In recent years, the functions of porous ceramics have been paid high attention. Porous ceramics have advantages of porous materials and advantages of ceramics simultaneously, such as high strength, high elastic modulus, high corrosion resistance, high thermal resistance. The mechanical properties of porous ceramics have come to occupy an important position in application. Various reports have been published on the mechanical properties of foams(porosity above than 70%) over a long period of time. However, No complete interpretation about typical porous ceramics(porosity below than 70%) has been formulated and it seems to be a worthwhile subject to investigate.
The mechanical properties of porous ceramics with the controlled pore design were investigated through experiments and numerical analysis. Elastic modulus changes with different pore structure and pore shape were calculated by using finite element method(FEM). Porous ceramics containing well-defined pore structure and shape were prepared by incorporation of fugitive additives into alumina and incomplete sintering of silica. Processing variables provide various microstructure and the amount of porosity as well. Elastic modulus was evaluated by the impulse excitation of vibration method.

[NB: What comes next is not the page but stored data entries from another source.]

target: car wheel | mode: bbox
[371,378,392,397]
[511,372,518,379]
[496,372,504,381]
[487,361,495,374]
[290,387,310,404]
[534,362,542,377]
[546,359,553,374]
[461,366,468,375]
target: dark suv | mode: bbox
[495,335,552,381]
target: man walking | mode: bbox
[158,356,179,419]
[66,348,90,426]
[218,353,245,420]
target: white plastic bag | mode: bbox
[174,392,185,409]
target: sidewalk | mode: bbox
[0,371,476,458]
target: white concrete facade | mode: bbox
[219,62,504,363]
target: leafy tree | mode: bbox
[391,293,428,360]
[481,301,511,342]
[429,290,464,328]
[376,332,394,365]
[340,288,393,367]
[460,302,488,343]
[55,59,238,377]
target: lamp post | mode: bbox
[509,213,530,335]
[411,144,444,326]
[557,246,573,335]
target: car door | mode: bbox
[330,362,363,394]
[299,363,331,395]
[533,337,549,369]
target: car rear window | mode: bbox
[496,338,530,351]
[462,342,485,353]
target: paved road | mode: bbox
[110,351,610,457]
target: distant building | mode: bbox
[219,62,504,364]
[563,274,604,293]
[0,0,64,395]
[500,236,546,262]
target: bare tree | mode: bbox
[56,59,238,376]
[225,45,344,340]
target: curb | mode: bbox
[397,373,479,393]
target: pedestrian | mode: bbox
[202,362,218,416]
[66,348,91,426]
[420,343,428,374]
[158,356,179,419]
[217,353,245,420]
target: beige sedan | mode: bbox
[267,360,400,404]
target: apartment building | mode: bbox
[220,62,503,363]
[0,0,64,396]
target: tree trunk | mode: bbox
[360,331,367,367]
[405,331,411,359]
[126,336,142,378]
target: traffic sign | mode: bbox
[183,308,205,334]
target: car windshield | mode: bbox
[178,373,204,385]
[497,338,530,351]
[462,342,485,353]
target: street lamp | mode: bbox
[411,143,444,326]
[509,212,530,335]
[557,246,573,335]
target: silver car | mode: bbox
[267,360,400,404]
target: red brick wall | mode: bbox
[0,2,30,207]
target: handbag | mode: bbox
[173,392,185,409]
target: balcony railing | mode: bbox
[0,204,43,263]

Effect of pore structure on elastic modulus was investigated. Elastic modulus of the inter-connected pore structure was more sensitive to porosity than that of the isolated pore structure and open porosity/closed porosity ratio could be used to predict elastic modulus. Effect of pore shape on elastic modulus was examined. It was found that elastic modulus changed as loading condition and pore shape changed. Semi-empirical equation was derived from FEM results in order to predict elastic modulus with aspect ratio of ellipsoidal pores. Finite element analysis was confirmed as a useful tool to simulate the effect of pore structure and shape on the mechanical properties of porous ceramics.